The sun hadn’t yet cracked the horizon when Wake Razor zipped up his wetsuit and stepped barefoot into the cool sand of Mission Bay. The air was still, touched only by the briny breath of the Pacific, and the glassy water shimmered with the promise of speed.
He nodded to Hydro Rebel, who stood by the boat, sipping black coffee from a battered thermos. “Motor’s warm. You ready to carve some gospel?”
“Always,” Wake Razor muttered, stretching his shoulders. He waded into the water, ski in hand, his ritual calm and practiced. It was his church. The slalom course was his sermon.
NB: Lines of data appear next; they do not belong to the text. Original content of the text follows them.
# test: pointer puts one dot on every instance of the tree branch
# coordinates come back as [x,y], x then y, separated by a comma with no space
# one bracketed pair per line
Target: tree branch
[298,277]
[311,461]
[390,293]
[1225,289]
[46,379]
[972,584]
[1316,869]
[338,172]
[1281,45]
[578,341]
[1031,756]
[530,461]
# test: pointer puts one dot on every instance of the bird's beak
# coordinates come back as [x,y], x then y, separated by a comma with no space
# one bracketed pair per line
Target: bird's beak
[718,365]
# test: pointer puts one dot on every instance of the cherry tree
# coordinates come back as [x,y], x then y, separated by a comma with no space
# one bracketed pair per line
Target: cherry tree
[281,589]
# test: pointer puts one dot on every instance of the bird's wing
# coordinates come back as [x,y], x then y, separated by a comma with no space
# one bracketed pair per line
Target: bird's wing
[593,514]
As the rope snapped tight, the ski sliced water. He leaned into the pull and exploded forward, carving sharp turns that launched towering rooster tails into the golden mist.
Across the bay, a group had gathered — elite riders known only in whispered wakes and sunlit ripples. They were The Lords of the Slalom, a loose-knit brotherhood of rogue wave-riders, each with their own mythos.
Poseidon’s Edge stood like a statue, barefoot and bronze-skinned, eyes tracking Wake Razor’s cuts with reverence.
Velocity Viper, draped in a neon rash guard, spun his ski idly in the sand. “He’s cleaner than ever. Like he’s dancing with the current.”
“Too clean,” growled Aqua Titan, his voice a deep undertow. “He needs challenge. The course hasn’t changed in years.”
The group watched as Wake Razor finished a perfect pass, spraying a high arc of mist before drifting to a smooth stop. The boat circled back, but he waved it off, catching his breath, staring out across the bay — where the fog was beginning to part.
That’s when he saw it: a floating structure gliding into view. It was a portable buoy grid — massive, custom, jagged — a slalom course like none he’d ever seen.
Slalom Sphinx stepped forward from the shadows, his head wrapped in a cloth like some forgotten desert champion. “We call it the Hydra Run. Twelve turns. No resets. No retries.”
Wake Razor narrowed his eyes.
“Why bring it here?”
Poseidon’s Edge stepped in. “Because you’re the best. And the best gets the challenge.”
Wake Razor chuckled, running a hand through his damp hair. “And what happens if I finish it?”
Neon Wake, perched on a nearby paddleboard, smiled slyly. “Then you get to name the course.”
He took one look at the shifting pattern of buoys — a twisted labyrinth dancing in the sun-specked mist — and slipped the rope handle back into his palm.
“Fire up the boat,” he said, voice steady.
Hydro Rebel grinned, already sprinting to the helm.
As the engine roared to life and the line tightened once more, Wake Razor whispered to himself, “Let’s carve a legend.”